Developing fits specifically for women started the ball rolling on today’s even wider variety of fits: tight for those who like them tight, several gradations of roomy for those who prefer comfort, huge for those who want room for company in their jeans.
People wear their jeans differently, explained Angelo LaGrega, president of VF Corp.’s mass market jeanswear division, which includes the Wrangler, Riders and Chic brands.
LaGrega’s business targets women with two sets of needs. One target customer “wants a flattering product, he said. “The first thing she does when she tries on a jean is run to look in the mirror. She wants to look attractive in those jeans, and that is a major motivator.
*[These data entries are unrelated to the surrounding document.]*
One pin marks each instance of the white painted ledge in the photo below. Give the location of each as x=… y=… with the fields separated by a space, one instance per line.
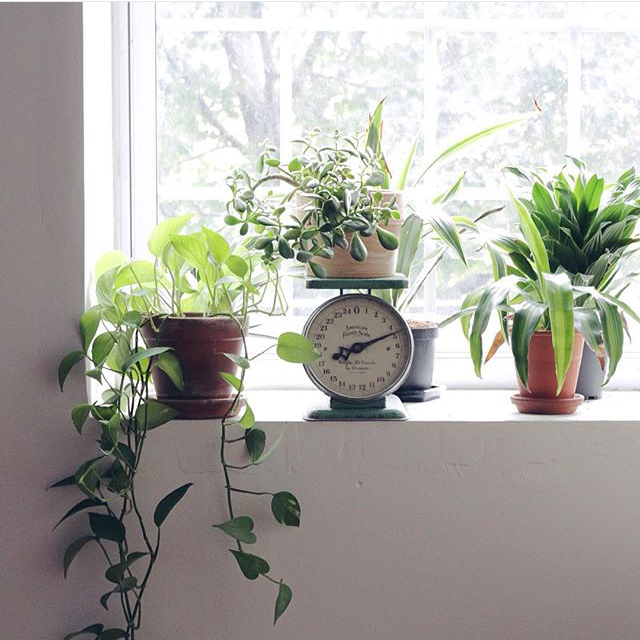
x=454 y=407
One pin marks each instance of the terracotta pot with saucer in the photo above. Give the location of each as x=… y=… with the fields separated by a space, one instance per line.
x=541 y=397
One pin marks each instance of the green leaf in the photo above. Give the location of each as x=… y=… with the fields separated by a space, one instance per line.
x=192 y=248
x=248 y=419
x=241 y=361
x=79 y=415
x=95 y=629
x=525 y=321
x=72 y=551
x=387 y=239
x=235 y=382
x=318 y=270
x=101 y=348
x=87 y=476
x=283 y=600
x=612 y=333
x=87 y=503
x=240 y=528
x=250 y=565
x=447 y=231
x=168 y=503
x=559 y=297
x=255 y=440
x=533 y=237
x=357 y=250
x=474 y=137
x=161 y=235
x=237 y=266
x=170 y=364
x=107 y=527
x=153 y=414
x=65 y=482
x=286 y=509
x=406 y=168
x=68 y=362
x=135 y=273
x=89 y=323
x=141 y=355
x=219 y=248
x=292 y=347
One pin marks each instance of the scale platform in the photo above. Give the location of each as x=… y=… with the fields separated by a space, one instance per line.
x=332 y=410
x=398 y=281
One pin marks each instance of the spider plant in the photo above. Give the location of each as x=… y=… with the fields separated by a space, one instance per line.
x=558 y=272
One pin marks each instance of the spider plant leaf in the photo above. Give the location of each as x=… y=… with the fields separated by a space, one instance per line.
x=559 y=298
x=525 y=320
x=457 y=146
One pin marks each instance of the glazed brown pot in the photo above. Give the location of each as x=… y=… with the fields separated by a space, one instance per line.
x=541 y=396
x=199 y=344
x=380 y=262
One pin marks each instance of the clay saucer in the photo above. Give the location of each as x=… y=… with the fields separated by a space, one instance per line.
x=547 y=406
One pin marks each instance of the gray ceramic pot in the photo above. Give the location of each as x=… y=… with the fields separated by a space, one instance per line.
x=420 y=378
x=591 y=376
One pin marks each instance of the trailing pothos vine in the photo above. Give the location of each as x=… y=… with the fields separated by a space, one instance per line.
x=122 y=418
x=197 y=273
x=284 y=505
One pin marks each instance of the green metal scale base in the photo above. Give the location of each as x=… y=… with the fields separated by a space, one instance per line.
x=334 y=410
x=389 y=408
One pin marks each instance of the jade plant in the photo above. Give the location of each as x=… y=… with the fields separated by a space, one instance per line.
x=558 y=271
x=191 y=273
x=339 y=203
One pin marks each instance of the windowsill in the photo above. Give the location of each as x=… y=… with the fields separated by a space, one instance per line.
x=455 y=406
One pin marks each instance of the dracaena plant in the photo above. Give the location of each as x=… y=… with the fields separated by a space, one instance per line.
x=339 y=204
x=191 y=273
x=558 y=272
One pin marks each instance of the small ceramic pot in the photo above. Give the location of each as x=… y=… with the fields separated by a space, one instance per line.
x=199 y=344
x=380 y=262
x=420 y=378
x=541 y=397
x=591 y=376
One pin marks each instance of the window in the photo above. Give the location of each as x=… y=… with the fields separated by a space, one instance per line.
x=207 y=83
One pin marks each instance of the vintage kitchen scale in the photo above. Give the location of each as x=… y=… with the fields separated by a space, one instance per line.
x=366 y=351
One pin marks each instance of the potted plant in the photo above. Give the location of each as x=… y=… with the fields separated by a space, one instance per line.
x=552 y=284
x=194 y=273
x=194 y=299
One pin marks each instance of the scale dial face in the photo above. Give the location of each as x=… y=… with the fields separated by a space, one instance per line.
x=365 y=346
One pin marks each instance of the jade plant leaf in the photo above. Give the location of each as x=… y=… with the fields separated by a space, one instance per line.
x=292 y=347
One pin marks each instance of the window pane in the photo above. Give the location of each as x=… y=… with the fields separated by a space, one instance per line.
x=497 y=74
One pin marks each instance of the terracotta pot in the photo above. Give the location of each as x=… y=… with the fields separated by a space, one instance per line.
x=380 y=262
x=199 y=344
x=541 y=396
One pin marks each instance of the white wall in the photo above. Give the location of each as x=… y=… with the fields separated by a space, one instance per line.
x=444 y=531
The opposite end of the spectrum is the consumer who wants to feel so comfortable when she puts them on, to have a Saturday-morning kind of feeling.”
Just as jeans can mean different things to different customers in terms of fit, they also occupy a variety of fashion niches depending on the customer’s lifestyle.
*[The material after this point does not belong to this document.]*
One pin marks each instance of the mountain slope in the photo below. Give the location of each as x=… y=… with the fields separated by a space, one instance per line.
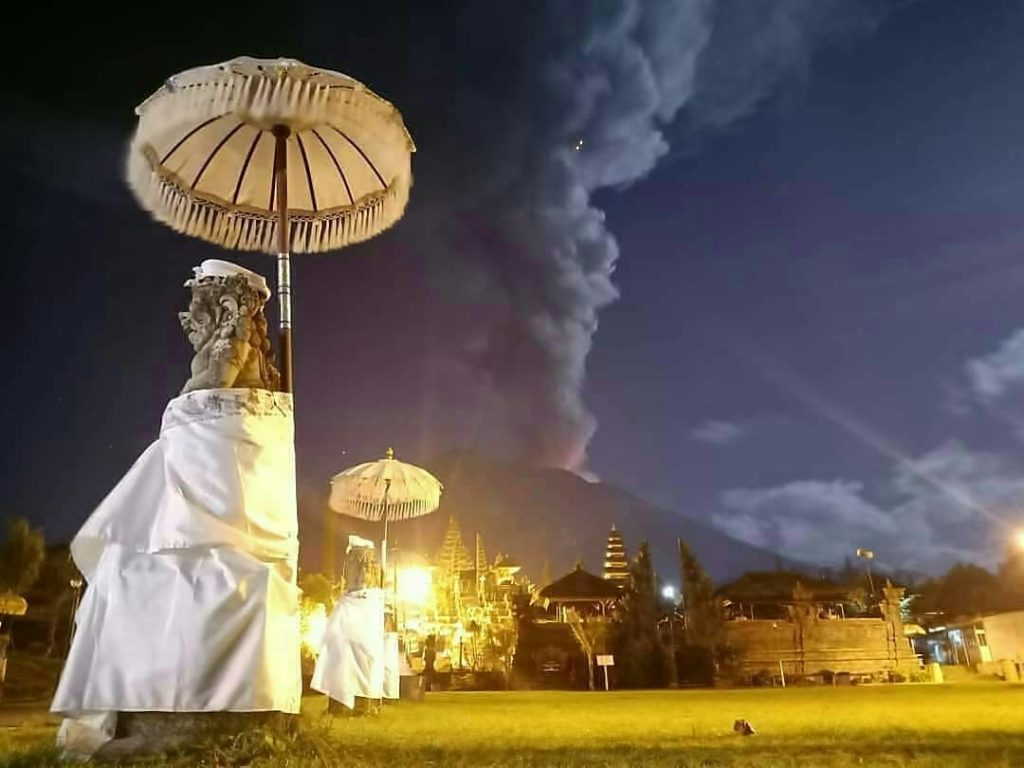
x=536 y=515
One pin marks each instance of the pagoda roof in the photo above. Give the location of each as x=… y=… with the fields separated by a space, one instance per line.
x=581 y=585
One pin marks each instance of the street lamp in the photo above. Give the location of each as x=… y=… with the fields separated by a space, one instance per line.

“Jeans are either very casual or can be dressy, depending on the occasion and point of view of the wearer,” said Beverly Rice, senior vice president for merchandising strategy at Jacobson’s, a 24-store Indianapolis-based specialty chain. “Older customers are more inclined to wear jeans for leisure and younger customers are more inclined to see them as all-purpose.”
But why do so many people want to wear jeans?
Because they’re associated with youth and sexiness, most observers agree.
“Denim is more than just an American way of dressing, it’s a billboard for individuality,” said designer Tommy Hilfiger. “For the past 50 years, denim has achieved an ever-changing uniqueness by being the canvas through which youth expresses itself.”
Steele, the historian, said jeans retain their association with individuality and rebellion, qualities that are to some degree romanticized by Americans.
“Even as they’ve been increasingly incorporated into the fashion system, nevertheless they still carry some of the same antiestablishment charge,” she said. “They still seem individual, iconoclastic and young. They are one of the few kinds of clothing that has very strong associations for people all over the world.”